L’Enfouissement, Elsa Jonquet-Kornberg (Inculte)

Quel est le sujet ? demandais-je il y a quatre ans, parlant de l’excellent premier roman d’Elsa Jonquet-Kornberg, Il y aurait la petite histoire (1). On est tenté de reposer la question à propos du récit qu’elle publie cet automne, tant, à nouveau, l’autrice y entrecroise de pistes pour mieux nous guider, mine de rien, vers des gouffres seulement entrouverts.

 

On pourrait compter les sujets de société qu’elle semble nous tendre, ostensiblement, comme autant de leurres… Joseph Plouche et sa femme Pauline vivent dans une toute petite ville quelque part en France (Etrenon). Menuisier sans commandes, il travaille au supermarché dont elle est la gérante. Tous deux, après avoir perdu un enfant in utero, se sont lancés dans les méandres de l’adoption et sont sur le point d’accueillir un petit Nigérien de dix ans, Éric. Là-dessus Joseph rencontre Ita Kroyne, infirmière d’origine étrangère mariée à un ouvrier qui, avec d’autres travailleurs immigrés, ont été amenés là par l’Andra (l’Agence nationale pour la gestion des déchets radioactifs). Celle-ci installe en effet près d’Etrenon un site d’enfouissement, malgré l’opposition des écologistes et des ennemis de la main-d’œuvre venue d’ailleurs. Joseph et Ita se donnent rendez-vous dans les bois, la voilà enceinte – de Joseph, pense-t-elle. Que vont-ils faire ?

 

Distance et pas de côté

 

Inquiétudes écologiques, fascisme montant, désir d’enfant, deuil, adoption, angoisse et spleen en périphérie… N’en jetez plus. Cependant la simple accumulation de ces thèmes avertit déjà en elle-même qu’aucun d’eux ne joue un rôle essentiel.

 

Et puis il y a la phrase. Précise, élégante, juste un peu trop sophistiquée pour ne pas suggérer une distance ironique infime mais constante. Et celle-ci est renforcée par le contraste entre raffinement de la syntaxe et quotidienneté apparente du propos, comme par l’usage des images ou des notations décalées : « Trois mois… Le chiffre semblait renfermer une réalité irrécusable, robuste et charnue » ; « Elle sifflait. Elle faisait onduler entre ses dents un serpent de dépit et d’indignation »…

 

De façon générale notre écrivaine possède un sens très sûr de l’à-côté, poétique, comique, ou les deux à la fois. Mais le décalage n’a rien ici d’une coquetterie décorative.
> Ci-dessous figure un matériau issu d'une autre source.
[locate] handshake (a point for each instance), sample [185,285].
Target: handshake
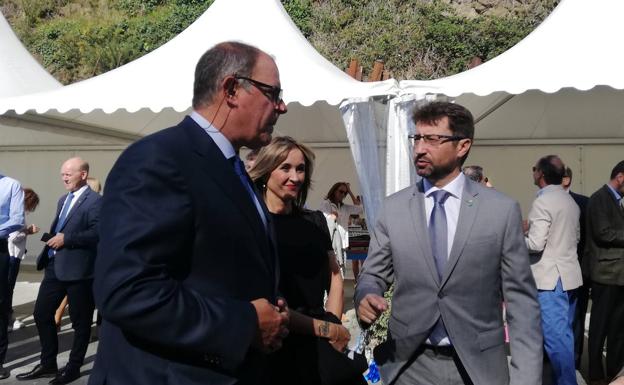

Il dit, mieux que ne le feraient toutes les analyses psychologiques, l’éloignement que les personnages éprouvent par rapport à eux-mêmes. C’est le cas avant tout de Joseph, avec qui on est presque constamment, dans une vision interne toujours légèrement surplombante – et pour cause : il s’observe sans cesse, avec un peu de perplexité. « Il eut la sensation de fausser quelque chose, comme s’il se pillait lui-même de sa propre souffrance » ; « Quelque chose en lui n’était pas dupe : le vide, un insecte qui glissait entre ses viscères »… Une part de Joseph lui échappe, mais il le sait. En atteste sa curieuse manie de penser à lui « au passé et comme s’il était un personnage de roman » (« "Joseph Plouche n’avait rien à dire", pensait Joseph »).

 

De cette extériorité du héros à lui-même, du sentiment d’étrangeté qui en résulte dans un cadre réaliste et familier, Elsa Jonquet-Kornberg tire des effets à la fois troublants et très drôles. Même la rencontre du jeune Éric dans son orphelinat nigérien, laquelle aurait pu donner lieu sous d’autres plumes à un terrible excès de guimauve, tourne par ses soins à la scène absurde et vaguement cocasse. Elle fait de ce qui aurait pu être une lourde fiction écolo-progressiste en région une comédie touchante et triste…

 

Sous-sol et lendemains

 

… pense-t-on pendant un certain temps. Mais insidieusement ce motif de l’extériorité révèle des profondeurs plus inquiétantes, en croisant celui que le titre annonçait : l’enfouissement. L’Andra s’apprête à enfouir des déchets radioactifs dans le sous-sol. Pour adopter, il faut prouver qu’on a fait « le deuil de l’enfant rêvé » et « ce rêve doit être enterré dans une boîte en acier, loin, loin dans la terre ». L’enfant, réel, d’Ita « pouss[e] en elle, caché dans les replis de son être ». Joseph estime « que toute sa vie [s’est] déroulée sous le signe d’un enfouissement invisible et définitif ». Le chagrin en lui est « enfoui sous la vie sédimentée ». Il abrite un « vide qui, parfois s’ouvr[e] quand il laiss[e] son esprit vagabonder », « une enclave enfouie sous la terre, scellée, inaccessible »…

 

La métaphore court à travers le texte, et rejoint son troisième grand thème, celui de l’avenir. Avenir de l’humanité, d’abord. Comment indiquer aux générations suivantes qu’il y a, « sous nos pieds, des colis qui contiennent potentiellement un danger » ? De quel langage user pour ce faire, qui soit encore compréhensible « dans cent mille ans » ? L’Andra opte pour l’art, et une reproduction sculptée du Cri, de Munch. Cependant il y va aussi de l’avenir des individus, dans ce texte où se trament habilement le collectif et l’intime. Leur désir de procréer, d’adopter, de transmettre est l’expression de leur angoisse, et Joseph sait qu’« un jour quelqu’un vien[dra] et se tien[dra] là » quand lui-même aura disparu, contemplant « les mégalithes surmontées de la bouche hurlante » qui reproduiront le tableau du peintre norvégien.

 

L’avenir, Le Cri de Munch nous en offre l’image. C’est assez dire… Mais c’est dire sans dire : dans ce roman subtil et grinçant, où le pessimisme civilisationnel fusionne avec une vision très sombre de l’individu, l’ironie désenchantée de la narration suffit à désigner la violence du propos.

 

P.  A.

 

(1) Inculte, 2022, voir ici

 

Illlustration : Edvard Munch, Le Cri, 1893 (https://www.museumtv.art)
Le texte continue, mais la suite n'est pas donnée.